Those miffed at Canuck band Blue Rodeo for schlepping Down Under to perform at the Games in Sydney are taking note of their Aussie counterparts Midnight Oil and their daring stunt at Sunday's closing ceremonies.
The Oils, well known for bringing global attention to the plight of Aborigines and impoverished workers, came onstage dressed in black suits adorned with the word "Sorry" printed prominently in big white letters. Then they played Beds Are Burning, which is about Aboriginal genocide and the theft of native land by the Canberra government.
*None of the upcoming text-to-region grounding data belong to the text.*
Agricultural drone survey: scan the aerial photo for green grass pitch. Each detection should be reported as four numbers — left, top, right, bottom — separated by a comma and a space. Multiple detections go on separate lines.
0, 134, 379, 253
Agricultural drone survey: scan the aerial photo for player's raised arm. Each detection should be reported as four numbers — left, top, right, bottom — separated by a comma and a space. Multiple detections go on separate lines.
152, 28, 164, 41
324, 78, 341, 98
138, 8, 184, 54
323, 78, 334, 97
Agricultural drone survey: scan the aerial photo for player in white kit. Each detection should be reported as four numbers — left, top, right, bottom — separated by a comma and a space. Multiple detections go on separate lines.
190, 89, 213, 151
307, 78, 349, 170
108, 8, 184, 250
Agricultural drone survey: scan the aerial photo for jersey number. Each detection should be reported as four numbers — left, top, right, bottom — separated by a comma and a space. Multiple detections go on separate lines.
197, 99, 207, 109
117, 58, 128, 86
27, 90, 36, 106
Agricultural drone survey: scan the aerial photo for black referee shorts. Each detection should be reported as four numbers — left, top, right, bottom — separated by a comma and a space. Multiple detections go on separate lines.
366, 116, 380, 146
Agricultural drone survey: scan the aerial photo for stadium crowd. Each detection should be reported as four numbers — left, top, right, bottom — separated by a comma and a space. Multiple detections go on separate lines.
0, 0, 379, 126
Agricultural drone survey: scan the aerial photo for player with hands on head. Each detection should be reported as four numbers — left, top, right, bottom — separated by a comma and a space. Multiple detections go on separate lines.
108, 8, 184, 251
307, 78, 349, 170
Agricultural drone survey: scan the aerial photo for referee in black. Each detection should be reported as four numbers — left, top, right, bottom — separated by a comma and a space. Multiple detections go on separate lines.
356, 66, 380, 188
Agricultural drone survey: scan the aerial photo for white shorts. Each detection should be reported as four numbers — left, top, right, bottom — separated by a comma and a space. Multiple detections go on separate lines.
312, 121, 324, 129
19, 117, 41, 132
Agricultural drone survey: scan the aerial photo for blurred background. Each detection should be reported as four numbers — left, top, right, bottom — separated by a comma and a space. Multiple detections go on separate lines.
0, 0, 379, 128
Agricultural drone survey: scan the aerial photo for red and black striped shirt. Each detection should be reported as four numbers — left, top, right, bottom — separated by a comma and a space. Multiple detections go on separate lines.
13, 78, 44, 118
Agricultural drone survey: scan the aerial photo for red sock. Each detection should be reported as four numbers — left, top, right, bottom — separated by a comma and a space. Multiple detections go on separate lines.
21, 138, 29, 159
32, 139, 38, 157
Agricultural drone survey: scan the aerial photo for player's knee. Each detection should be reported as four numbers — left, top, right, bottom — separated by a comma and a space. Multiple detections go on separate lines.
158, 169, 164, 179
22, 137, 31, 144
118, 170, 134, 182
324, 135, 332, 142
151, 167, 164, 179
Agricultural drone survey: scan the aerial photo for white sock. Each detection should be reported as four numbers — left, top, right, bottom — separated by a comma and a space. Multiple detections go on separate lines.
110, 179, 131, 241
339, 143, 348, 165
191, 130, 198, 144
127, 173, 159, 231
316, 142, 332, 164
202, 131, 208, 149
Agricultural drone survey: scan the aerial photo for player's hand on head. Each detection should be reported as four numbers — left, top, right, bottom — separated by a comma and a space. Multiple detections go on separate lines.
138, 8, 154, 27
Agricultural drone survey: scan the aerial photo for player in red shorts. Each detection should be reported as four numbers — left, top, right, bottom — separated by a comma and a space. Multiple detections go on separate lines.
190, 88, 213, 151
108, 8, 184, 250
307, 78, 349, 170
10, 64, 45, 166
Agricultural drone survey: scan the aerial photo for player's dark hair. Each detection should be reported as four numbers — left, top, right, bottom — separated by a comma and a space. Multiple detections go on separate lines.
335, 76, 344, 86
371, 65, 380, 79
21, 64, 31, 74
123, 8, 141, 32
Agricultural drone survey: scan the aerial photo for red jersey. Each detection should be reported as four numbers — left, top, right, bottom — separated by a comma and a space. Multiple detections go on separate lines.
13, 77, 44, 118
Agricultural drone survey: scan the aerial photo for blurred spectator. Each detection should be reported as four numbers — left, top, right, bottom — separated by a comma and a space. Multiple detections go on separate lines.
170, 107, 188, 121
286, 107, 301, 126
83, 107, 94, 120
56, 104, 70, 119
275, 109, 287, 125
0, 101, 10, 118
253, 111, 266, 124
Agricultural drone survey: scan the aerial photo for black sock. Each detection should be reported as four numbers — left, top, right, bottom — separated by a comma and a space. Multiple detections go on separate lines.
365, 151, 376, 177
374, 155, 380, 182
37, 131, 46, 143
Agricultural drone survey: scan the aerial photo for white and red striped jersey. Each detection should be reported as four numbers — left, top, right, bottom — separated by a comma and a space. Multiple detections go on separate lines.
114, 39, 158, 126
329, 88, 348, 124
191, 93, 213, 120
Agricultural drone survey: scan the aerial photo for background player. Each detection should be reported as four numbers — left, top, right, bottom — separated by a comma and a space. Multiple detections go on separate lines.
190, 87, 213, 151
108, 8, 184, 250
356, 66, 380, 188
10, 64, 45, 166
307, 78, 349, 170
The move was clearly a swipe at Aussie PM John Howard and his refusal to apologize to the "stolen generation" of Aborigines who as children were snatched away from their families. The band's very public stunt was all the more brave given Olympic regulations banning the wearing of clothing bearing political, religious or cultural messages.
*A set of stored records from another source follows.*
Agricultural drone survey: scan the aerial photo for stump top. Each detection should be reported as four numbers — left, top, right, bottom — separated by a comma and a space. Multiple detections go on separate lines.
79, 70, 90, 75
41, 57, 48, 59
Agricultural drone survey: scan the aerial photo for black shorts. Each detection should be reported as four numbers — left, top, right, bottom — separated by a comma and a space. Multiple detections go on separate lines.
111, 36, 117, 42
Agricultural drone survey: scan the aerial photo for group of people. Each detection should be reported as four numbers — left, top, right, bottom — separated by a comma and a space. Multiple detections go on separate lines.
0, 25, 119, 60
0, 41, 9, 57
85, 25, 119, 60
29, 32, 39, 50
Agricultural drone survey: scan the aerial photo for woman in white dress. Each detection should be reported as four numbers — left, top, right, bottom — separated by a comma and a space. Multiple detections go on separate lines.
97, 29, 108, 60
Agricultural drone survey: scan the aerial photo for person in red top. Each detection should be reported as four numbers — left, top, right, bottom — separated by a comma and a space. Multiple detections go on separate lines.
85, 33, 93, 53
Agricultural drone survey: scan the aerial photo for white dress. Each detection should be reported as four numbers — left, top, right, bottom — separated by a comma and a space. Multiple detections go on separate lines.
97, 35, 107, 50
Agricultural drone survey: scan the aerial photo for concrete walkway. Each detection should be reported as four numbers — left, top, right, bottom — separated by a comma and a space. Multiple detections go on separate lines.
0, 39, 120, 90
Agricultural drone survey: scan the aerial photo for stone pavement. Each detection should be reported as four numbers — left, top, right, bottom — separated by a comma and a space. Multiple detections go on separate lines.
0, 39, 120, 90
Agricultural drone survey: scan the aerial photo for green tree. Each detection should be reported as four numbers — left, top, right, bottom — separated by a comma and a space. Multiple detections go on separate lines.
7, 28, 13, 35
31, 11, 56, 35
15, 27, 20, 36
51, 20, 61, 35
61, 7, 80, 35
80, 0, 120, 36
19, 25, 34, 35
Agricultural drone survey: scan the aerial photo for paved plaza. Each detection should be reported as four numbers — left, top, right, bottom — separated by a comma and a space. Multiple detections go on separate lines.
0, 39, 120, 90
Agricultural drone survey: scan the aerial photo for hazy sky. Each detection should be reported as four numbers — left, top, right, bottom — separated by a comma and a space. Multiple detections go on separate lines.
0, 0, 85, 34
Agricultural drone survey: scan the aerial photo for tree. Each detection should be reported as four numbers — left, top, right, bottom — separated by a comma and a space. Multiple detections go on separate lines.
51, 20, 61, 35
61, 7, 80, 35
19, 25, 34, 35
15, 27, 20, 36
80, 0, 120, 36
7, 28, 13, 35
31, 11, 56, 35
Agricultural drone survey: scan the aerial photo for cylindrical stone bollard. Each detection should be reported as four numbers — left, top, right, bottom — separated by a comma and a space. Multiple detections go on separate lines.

The band's Peter Garrett tells NOW from Australia, "We saw one of the essential themes of the Olympics -- the opening ceremony, Kathy Freeman's victory -- as a recognition of the extraordinary culture of indigenous people. The only thing that hadn't been raised was the question of the apology, so we figured we would do it."
Garrett says he doesn't believe Blue Rodeo were obliged to boycott the affair. "Some AboriginaI groups did boycott, but that wasn't the majority view. I would think criticisms of Blue Rodeo were a little wide of the mark."
A spokesperson for Blue Rodeo, who are on tour in Quebec, agreed to contact the band but by press time no response was forthcoming.